The first urn holds $1$ white ball and $2$ black; the second holds $2$ white and $1$ black; the third holds $2$ white and $2$ black. A blindfolded man moves one ball from the first urn to the second, then one ball from the second to the third, then draws a ball from the third. Is it an even chance that the ball he draws is white?

Solution

It is not quite even. The chance of white is $\tfrac{31}{60}$, a shade above one half.

Follow the two transfers. The ball leaving the first urn is white with probability $\tfrac13$, black with probability $\tfrac23$. That changes the second urn before the next draw:

• With probability $\tfrac13$ the second urn becomes $3$ white, $1$ black, so the ball passed on to the third is white with probability $\tfrac34$.

• With probability $\tfrac23$ it becomes $2$ white, $2$ black, so the ball passed on is white with probability $\tfrac12$.
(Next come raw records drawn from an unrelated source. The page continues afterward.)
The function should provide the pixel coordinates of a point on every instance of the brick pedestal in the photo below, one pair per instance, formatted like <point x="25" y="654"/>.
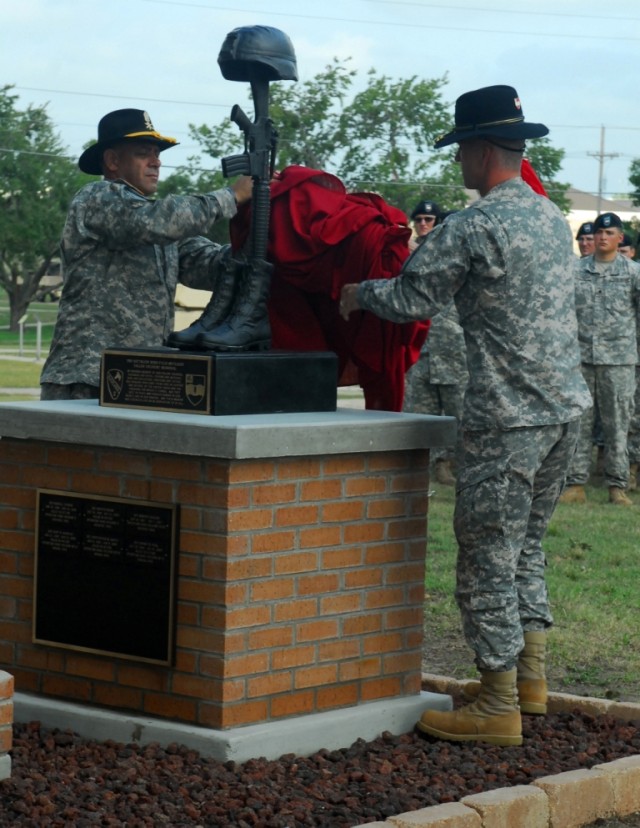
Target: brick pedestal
<point x="301" y="555"/>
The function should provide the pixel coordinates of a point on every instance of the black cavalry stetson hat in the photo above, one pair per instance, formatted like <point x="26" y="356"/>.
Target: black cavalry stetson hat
<point x="492" y="112"/>
<point x="118" y="126"/>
So the ball arriving at the third urn is white with probability $$\frac13 \cdot \frac34 + \frac23 \cdot \frac12 = \frac14 + \frac13 = \frac{7}{12}.$$ The third urn, originally $2$ white and $2$ black, gains this ball and then has five balls. Its white count is $2$ plus the newcomer, so the chance the final draw is white is $$\frac{1}{5}\left(2 + \frac{7}{12}\right) = \frac{1}{5} \cdot \frac{31}{12} = \frac{31}{60} \approx 0.517.$$ The blindfold tilts the odds very slightly towards white.